Three attacks were planned for Friday, January 17, 1969 at 9 am. Dynamite had been placed in the three locations:

Attack Result
Bronx Forty-fourth precinct police station Dynamite sticks at the Forty-fourth Precinct station had been switched by a police undercover agent with phonies, so that only a blasting cap exploded
Manhattan Twenty-fourth Precinct police station The fuse on the phoney sticks had been improperly lit
Queens Board of Education office Real dynamite which was from a source other than the undercover police blew a hole in the side of the building

At the Queens school near the forty-fourth precinct station, one Panther, nineteen-year-old Joan Bird, was arrested, while two men escaped. The men left behind a long-range rifle with which they had planned to shoot at the police as they rushed out of the burning building after the explosion.[1]
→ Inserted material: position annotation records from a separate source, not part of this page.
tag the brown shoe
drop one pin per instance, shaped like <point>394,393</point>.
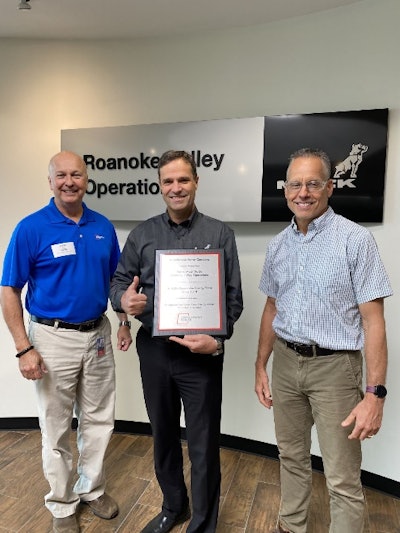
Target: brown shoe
<point>66,525</point>
<point>279,530</point>
<point>104,507</point>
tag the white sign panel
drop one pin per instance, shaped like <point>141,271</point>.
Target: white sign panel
<point>122,166</point>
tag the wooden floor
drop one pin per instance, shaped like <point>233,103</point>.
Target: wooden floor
<point>249,498</point>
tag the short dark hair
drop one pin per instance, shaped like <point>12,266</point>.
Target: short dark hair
<point>172,155</point>
<point>312,152</point>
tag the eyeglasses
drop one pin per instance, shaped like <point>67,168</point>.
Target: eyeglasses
<point>311,186</point>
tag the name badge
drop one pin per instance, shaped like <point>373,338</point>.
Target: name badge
<point>63,248</point>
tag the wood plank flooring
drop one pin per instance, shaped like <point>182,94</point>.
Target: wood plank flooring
<point>249,496</point>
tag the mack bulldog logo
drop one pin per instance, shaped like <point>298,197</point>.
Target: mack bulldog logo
<point>352,161</point>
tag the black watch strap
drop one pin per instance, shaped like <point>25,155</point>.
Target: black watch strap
<point>379,390</point>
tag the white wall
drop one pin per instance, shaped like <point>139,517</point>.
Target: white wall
<point>344,59</point>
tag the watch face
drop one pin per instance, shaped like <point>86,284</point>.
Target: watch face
<point>380,391</point>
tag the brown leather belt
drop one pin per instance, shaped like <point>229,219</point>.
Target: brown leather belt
<point>83,326</point>
<point>308,350</point>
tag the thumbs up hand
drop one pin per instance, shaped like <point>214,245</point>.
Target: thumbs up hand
<point>133,301</point>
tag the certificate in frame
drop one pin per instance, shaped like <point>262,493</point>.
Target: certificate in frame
<point>189,293</point>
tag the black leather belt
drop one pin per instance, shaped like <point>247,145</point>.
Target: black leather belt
<point>308,350</point>
<point>83,326</point>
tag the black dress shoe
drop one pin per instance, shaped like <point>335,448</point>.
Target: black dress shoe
<point>163,523</point>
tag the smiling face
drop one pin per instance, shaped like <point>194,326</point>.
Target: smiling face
<point>307,205</point>
<point>68,180</point>
<point>178,188</point>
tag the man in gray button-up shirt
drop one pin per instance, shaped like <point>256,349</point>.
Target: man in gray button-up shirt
<point>175,369</point>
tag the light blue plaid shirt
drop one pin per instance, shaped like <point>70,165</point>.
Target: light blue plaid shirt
<point>319,279</point>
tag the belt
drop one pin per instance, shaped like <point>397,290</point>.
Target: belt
<point>83,326</point>
<point>308,350</point>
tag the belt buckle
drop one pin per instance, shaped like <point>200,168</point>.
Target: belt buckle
<point>87,326</point>
<point>304,350</point>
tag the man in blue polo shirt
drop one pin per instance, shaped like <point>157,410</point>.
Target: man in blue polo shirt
<point>67,254</point>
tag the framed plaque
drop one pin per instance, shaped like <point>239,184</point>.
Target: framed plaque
<point>189,292</point>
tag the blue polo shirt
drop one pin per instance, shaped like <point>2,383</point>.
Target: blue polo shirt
<point>67,265</point>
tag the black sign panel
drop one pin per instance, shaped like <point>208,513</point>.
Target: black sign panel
<point>355,141</point>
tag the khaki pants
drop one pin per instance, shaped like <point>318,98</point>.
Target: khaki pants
<point>80,380</point>
<point>321,390</point>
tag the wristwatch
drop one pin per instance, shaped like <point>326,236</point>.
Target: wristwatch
<point>379,390</point>
<point>220,347</point>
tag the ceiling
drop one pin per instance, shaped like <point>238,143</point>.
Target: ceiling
<point>131,19</point>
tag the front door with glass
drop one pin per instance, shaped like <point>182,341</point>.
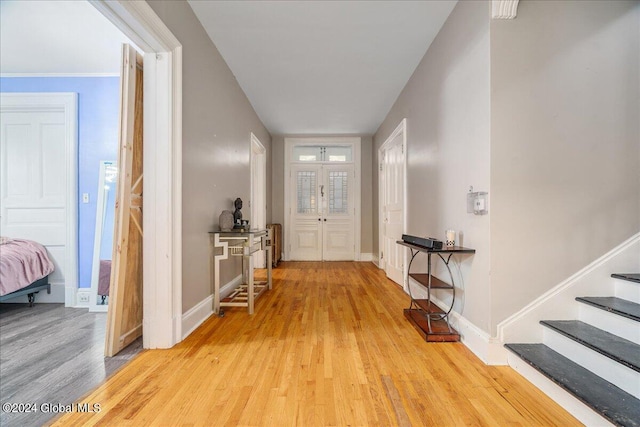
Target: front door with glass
<point>322,217</point>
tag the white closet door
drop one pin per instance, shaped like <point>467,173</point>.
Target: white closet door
<point>37,179</point>
<point>392,208</point>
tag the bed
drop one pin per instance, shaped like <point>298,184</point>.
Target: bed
<point>24,269</point>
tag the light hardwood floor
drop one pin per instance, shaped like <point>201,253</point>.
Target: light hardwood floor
<point>327,346</point>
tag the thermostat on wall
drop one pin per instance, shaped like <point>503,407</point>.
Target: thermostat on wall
<point>477,202</point>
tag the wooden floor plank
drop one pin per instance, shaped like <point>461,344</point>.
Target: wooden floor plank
<point>329,345</point>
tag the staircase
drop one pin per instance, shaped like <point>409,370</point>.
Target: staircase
<point>595,358</point>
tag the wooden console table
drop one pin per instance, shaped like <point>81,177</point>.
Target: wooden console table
<point>222,244</point>
<point>429,319</point>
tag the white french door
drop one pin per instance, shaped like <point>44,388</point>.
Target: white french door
<point>322,217</point>
<point>392,189</point>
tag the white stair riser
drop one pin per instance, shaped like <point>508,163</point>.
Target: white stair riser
<point>582,412</point>
<point>627,290</point>
<point>610,322</point>
<point>608,369</point>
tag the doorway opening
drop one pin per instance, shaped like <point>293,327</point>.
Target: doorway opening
<point>258,202</point>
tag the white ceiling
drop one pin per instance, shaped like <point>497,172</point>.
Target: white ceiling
<point>322,66</point>
<point>307,67</point>
<point>57,37</point>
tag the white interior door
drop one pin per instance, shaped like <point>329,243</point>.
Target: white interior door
<point>392,206</point>
<point>323,213</point>
<point>38,185</point>
<point>306,214</point>
<point>338,212</point>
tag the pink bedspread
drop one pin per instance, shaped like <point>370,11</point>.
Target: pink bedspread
<point>22,262</point>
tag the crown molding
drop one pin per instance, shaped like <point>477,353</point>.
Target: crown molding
<point>504,9</point>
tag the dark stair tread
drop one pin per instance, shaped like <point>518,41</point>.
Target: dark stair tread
<point>615,305</point>
<point>616,405</point>
<point>631,277</point>
<point>612,346</point>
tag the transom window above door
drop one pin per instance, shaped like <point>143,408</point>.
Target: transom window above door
<point>319,153</point>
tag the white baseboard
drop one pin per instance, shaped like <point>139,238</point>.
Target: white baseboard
<point>488,349</point>
<point>196,315</point>
<point>366,257</point>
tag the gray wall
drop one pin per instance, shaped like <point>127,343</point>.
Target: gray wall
<point>217,122</point>
<point>446,104</point>
<point>565,146</point>
<point>541,111</point>
<point>366,245</point>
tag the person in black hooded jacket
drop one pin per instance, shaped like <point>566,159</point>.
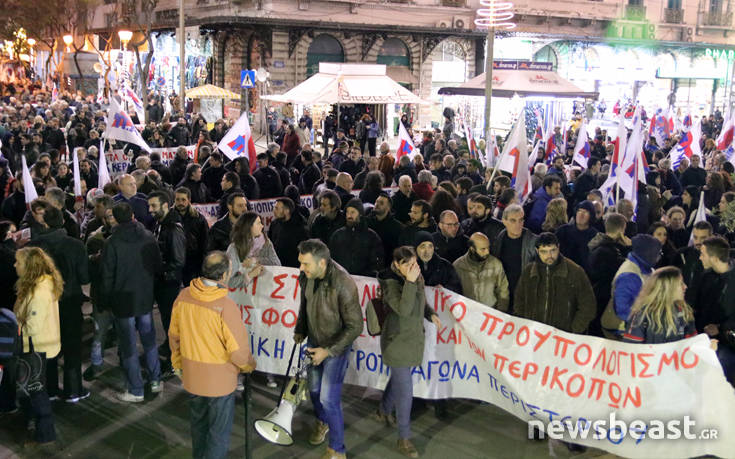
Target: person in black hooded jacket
<point>435,270</point>
<point>193,181</point>
<point>70,256</point>
<point>356,247</point>
<point>287,231</point>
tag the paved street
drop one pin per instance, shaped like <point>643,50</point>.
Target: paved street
<point>101,427</point>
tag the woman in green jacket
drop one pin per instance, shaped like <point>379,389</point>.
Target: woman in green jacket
<point>402,339</point>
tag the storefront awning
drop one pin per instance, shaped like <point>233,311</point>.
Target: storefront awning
<point>525,83</point>
<point>348,84</point>
<point>209,91</point>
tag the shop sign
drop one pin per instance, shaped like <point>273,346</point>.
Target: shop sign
<point>715,53</point>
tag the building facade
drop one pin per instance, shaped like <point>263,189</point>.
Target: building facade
<point>635,49</point>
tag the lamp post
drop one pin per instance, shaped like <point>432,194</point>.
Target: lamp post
<point>496,14</point>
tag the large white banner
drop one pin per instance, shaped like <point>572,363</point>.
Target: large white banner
<point>531,370</point>
<point>119,161</point>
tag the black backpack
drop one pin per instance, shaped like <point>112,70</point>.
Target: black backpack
<point>9,334</point>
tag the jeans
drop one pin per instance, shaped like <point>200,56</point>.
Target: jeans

Indictments and incarceration[edit]

On April 2, 1969 twenty-one Black Panther members were indicted. The number dropped from twenty-one to thirteen, who were arraigned before Judge Charles Marks with bail set at $100,000. Joseph A. Phillips from the District Attorney's Office led the prosecution, with Jeffrey Weinsten as his assistant.[1][3] The Panthers were charged with conspiracy to kill several police officers and to destroy a number of buildings, including four police stations, five department stores, and the Bronx Botanical Gardens.[4]

Trial[edit]

The District Attorney read Chairman Mao Zedong's Little Red Book and showed the court the movie The Battle of Algiers.[3]

At the time, the eight-month trial was the longest and most expensive in New York State history.[3]

Acquittal[edit]

The Black Panther members were acquitted on May 12, 1971 of all 156 charges.[2][3]